With commercial beer though you'll probably get an awful lot of foaming due relatively high carbonation levels.

I'd follow the previous advice and purg the keg and then gently pour the bottles into it, maybe even with Linz's idea of a funnel and hose.

I would still think though that it should be drunk fairly quickly in case too much O2 gets involved.

Trev
 
To update this I just decided to drink the bottles, 12 down, 5 to be drunk by saturday when I bottle the last half of my xmas case...

XXXX and New.. yum yum.. haha
 
Trev said:
I once had a batch in bottles that refused to carbonate, even after quite a few weeks all I got when I opened them was a faint hsssss.

I had just got the kegging system up and running so I did exactly what you're intending and it worked fine, as a matter of fact it was a damn fine batch (Amber Ale) and was gone in no time at all - no chance of oxidisation :D

With commercial beer though you'll probably get an awful lot of foaming due relatively high carbonation levels.
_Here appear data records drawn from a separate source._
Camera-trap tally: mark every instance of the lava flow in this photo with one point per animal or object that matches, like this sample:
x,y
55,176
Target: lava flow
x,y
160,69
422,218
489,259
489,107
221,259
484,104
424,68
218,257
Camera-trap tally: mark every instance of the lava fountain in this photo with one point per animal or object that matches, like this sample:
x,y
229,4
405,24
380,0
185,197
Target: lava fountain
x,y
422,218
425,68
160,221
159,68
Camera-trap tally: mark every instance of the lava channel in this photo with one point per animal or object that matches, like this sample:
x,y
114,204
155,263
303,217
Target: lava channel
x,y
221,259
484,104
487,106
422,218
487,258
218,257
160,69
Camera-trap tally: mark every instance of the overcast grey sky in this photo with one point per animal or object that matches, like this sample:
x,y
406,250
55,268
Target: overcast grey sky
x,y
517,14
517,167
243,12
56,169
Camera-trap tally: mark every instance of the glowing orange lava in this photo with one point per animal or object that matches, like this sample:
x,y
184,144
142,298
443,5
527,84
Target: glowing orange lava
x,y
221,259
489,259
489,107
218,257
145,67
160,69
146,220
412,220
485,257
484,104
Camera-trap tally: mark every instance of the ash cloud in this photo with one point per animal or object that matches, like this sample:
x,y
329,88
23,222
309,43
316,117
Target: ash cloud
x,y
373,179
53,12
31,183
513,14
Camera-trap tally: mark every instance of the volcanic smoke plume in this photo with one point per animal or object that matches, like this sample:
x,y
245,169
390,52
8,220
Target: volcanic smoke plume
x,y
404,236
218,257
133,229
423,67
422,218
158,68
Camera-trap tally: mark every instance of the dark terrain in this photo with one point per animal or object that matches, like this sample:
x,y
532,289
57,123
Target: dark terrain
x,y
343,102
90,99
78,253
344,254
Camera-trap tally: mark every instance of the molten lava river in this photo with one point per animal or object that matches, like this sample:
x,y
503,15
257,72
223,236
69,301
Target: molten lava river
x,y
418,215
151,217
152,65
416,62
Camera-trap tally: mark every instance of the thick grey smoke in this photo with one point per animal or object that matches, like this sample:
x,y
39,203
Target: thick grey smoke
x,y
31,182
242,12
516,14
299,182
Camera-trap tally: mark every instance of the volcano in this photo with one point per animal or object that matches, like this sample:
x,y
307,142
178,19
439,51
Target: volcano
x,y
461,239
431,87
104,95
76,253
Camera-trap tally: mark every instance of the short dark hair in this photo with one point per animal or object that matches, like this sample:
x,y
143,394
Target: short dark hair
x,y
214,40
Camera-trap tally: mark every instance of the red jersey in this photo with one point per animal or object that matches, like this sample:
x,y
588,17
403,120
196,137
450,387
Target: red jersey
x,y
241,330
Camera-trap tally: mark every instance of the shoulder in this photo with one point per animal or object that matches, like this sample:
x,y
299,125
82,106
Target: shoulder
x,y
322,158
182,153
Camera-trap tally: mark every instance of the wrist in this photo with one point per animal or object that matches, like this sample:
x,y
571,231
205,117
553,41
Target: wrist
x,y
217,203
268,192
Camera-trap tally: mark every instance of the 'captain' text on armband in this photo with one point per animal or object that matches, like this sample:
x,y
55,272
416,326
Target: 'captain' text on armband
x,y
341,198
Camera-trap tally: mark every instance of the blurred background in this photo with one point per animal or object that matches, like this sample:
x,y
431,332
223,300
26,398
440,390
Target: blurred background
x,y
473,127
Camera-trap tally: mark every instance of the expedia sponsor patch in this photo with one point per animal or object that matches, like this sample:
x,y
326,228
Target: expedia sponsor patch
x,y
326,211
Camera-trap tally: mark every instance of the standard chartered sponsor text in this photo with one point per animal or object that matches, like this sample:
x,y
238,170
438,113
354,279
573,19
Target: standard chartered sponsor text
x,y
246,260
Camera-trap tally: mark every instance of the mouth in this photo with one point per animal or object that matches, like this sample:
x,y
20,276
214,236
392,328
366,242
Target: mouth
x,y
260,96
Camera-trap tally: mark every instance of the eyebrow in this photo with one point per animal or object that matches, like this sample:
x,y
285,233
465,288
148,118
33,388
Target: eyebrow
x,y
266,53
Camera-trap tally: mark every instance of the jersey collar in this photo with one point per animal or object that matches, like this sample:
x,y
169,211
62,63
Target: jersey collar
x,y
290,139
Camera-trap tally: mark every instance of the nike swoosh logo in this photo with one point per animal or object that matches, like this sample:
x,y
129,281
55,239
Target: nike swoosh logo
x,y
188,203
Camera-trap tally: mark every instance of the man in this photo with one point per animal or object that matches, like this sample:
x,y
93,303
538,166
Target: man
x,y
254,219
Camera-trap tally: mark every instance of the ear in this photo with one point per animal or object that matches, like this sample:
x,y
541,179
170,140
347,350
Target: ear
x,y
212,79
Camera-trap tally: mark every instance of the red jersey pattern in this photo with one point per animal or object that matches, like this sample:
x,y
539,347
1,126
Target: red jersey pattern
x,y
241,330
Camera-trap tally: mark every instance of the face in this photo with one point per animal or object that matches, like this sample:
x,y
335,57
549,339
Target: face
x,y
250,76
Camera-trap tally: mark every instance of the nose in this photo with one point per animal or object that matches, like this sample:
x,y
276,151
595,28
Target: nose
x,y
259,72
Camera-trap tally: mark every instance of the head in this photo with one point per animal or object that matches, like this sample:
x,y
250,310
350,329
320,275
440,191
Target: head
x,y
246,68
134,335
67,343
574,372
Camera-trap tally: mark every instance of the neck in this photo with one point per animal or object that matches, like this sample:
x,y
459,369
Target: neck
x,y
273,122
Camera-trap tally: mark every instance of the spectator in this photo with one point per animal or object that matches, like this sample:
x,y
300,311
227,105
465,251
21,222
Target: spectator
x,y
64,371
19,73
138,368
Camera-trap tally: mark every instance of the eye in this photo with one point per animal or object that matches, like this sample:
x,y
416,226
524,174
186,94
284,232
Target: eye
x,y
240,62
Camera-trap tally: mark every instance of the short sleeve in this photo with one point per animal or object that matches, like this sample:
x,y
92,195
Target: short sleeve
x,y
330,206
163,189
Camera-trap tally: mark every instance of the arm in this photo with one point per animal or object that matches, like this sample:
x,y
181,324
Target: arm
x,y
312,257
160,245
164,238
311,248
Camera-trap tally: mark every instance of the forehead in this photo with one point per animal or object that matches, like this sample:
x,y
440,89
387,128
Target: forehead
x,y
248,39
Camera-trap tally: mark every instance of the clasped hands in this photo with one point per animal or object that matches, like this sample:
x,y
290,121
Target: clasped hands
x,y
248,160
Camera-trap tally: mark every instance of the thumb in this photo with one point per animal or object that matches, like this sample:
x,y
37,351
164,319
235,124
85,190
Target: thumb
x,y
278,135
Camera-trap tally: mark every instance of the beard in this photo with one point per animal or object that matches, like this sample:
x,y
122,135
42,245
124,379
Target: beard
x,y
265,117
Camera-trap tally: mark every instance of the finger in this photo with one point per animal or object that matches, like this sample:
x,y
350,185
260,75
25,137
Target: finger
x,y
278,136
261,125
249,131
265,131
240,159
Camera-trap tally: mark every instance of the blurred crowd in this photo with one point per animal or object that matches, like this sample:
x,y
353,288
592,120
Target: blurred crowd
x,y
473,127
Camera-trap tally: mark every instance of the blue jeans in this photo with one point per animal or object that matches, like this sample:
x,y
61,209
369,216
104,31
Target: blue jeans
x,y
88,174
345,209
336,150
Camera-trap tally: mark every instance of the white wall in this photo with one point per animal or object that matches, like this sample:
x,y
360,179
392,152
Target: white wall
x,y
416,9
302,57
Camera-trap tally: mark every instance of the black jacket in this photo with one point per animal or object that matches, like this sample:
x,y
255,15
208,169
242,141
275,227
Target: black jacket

I'd follow the previous advice and purg the keg and then gently pour the bottles into it, maybe even with Linz's idea of a funnel and hose.

I would still think though that it should be drunk fairly quickly in case too much O2 gets involved.

Trev
[post="84802"][/post]​

Has anyone else tried this? I was thinking of transfering a bottled batch to a keg, do I chill the bottles first or forget the idea outright due to o2 problems? I did a search and only found this entry. :unsure:
 
XXXX will probably taste better oxidised anyway (ha ha ha).
 
Corey said:
XXXX will probably taste better oxidised anyway (ha ha ha).
[post="91124"][/post]​


True, but I am not talking about mega swill fizzy rubbish.